J Neurol Surg B Skull Base 2018; 79(S 01): S1-S188
DOI: 10.1055/s-0038-1633791
Poster Presentations
Georg Thieme Verlag KG Stuttgart · New York

Endoscopic Resection of a Large V3 Intracranial and Infratemporal Fossa Schwannoma

Carolyn DeBiase
1   Albany Medical Center, Albany, New York, United States
,
Tyler Kenning
1   Albany Medical Center, Albany, New York, United States
,
Carlos D. Pinheiro-Neto
1   Albany Medical Center, Albany, New York, United States
,
Karthik Shastri
1   Albany Medical Center, Albany, New York, United States
› Author Affiliations
Further Information

Publication History

Publication Date:
02 February 2018 (online)

 

Objectives This study will inform readers of a large type D trigeminal schwannoma resected through a unique endoscopic endonasal and endoscopic sublabial transmaxillary approach.
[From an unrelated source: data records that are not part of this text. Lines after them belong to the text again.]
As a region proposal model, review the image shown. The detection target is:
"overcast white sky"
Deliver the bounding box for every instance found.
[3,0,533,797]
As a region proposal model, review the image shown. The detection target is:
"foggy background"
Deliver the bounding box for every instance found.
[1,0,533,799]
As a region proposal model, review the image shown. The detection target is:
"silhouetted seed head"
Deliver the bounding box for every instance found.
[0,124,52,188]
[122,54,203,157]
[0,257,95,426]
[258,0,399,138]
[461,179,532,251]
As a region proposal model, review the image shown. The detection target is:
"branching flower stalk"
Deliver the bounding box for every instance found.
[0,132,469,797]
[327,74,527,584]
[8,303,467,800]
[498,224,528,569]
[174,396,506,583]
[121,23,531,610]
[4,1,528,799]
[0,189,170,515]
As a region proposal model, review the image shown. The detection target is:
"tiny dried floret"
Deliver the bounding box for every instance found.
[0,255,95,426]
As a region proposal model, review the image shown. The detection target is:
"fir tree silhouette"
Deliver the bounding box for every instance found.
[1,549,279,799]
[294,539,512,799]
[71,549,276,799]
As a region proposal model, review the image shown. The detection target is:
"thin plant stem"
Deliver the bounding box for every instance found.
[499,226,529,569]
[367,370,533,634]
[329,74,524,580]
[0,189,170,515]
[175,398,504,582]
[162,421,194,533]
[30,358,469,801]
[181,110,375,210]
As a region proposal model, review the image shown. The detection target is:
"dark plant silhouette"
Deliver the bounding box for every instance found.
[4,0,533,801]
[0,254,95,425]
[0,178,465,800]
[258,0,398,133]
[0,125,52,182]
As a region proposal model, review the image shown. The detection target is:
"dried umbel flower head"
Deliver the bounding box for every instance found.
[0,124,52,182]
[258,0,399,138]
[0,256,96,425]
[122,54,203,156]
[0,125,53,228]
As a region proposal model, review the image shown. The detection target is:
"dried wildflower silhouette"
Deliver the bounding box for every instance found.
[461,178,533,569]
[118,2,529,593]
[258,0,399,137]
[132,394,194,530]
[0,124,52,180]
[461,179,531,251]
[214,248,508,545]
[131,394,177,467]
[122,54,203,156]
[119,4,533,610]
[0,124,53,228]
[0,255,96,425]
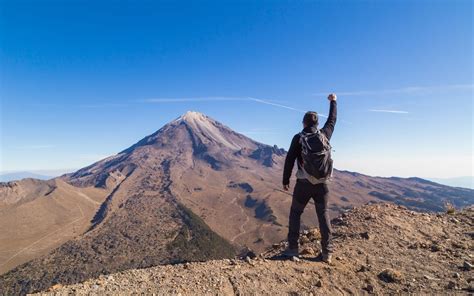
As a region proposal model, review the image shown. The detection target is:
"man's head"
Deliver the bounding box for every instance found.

Background Type D trigeminal schwannomas are rare and often require multiple approaches to access the intracranial and extracranial components. External approaches such as the middle fossa extradural approach or transmandibular approach are more invasive with increased morbidity. The endoscopic endonasal approach for trigeminal schwannomas has recently gained in popularity and has shown to be a feasible approach for the majority of these tumors.

Study Design Case presentation.

Methods A 30-year-old woman presented with cough and unilateral serous otitis media. Upon work-up, she was found to have a dumbbell shaped 3.5 × 4.2 × 4.7 cm mass originating from the foramen ovale, involving the left middle cranial fossa and infratemporal fossa. The large middle fossa component (4 cm in transverse diameter) was causing mass effect on the cavernous sinus. The patient underwent a minimally invasive approach using an extended endoscopic endonasal and endoscopic sublabial transmaxillary approach with access to the middle cranial fossa, pterygopalatine fossa, and infratemporal fossa. The endoscopic sublabial transmaxillary approach involved a small gingivobuccal sulcus incision, followed by entry into the maxillary sinus through the canine fossa with room enough for an endoscope and instrumentation. The posterior wall of the maxillary sinus was opened and the internal maxillary artery was ligated. After dissection of the pterygoid musculature, all margins of the tumor were able to be accessed and the extra-axial component in the middle cranial fossa was resected without dural violation. Maxillary division of the trigeminal nerve was preserved. Intraoperative pathology confirmed the diagnosis of benign peripheral nerve sheath tumor. The tumor was resected in entirety with reconstruction of the middle cranial fossa with contralateral nasoseptal flap and autologous fat graft. Postoperatively, the patient has done well with no occurrence of bleeding, cerebrospinal fluid leak, or cranial nerve deficits other than expected anesthesia in the V3 distribution.

Conclusion We present a large V3 schwannoma with intracranial and extracranial components resected entirely via extended endoscopic endonasal and endoscopic sublabial transmaxillary approach. Prior articles have suggested a relative contraindication for endoscopic endonasal approach includes middle cranial fossa component more than 2.5 cm. In this case, we safely removed a large V3 schwannoma with 4 cm middle cranial fossa component in addition to infratemporal fossa component through a unique approach. The addition of the endoscopic sublabial transmaxillary approach to the standard endoscopic endonasal approach enabled improved access with a more direct angle to the tumor. This is the first reported case of such a large V3 schwannoma resected through an extended endoscopic endonasal and endoscopic sublabial transmaxillary approach.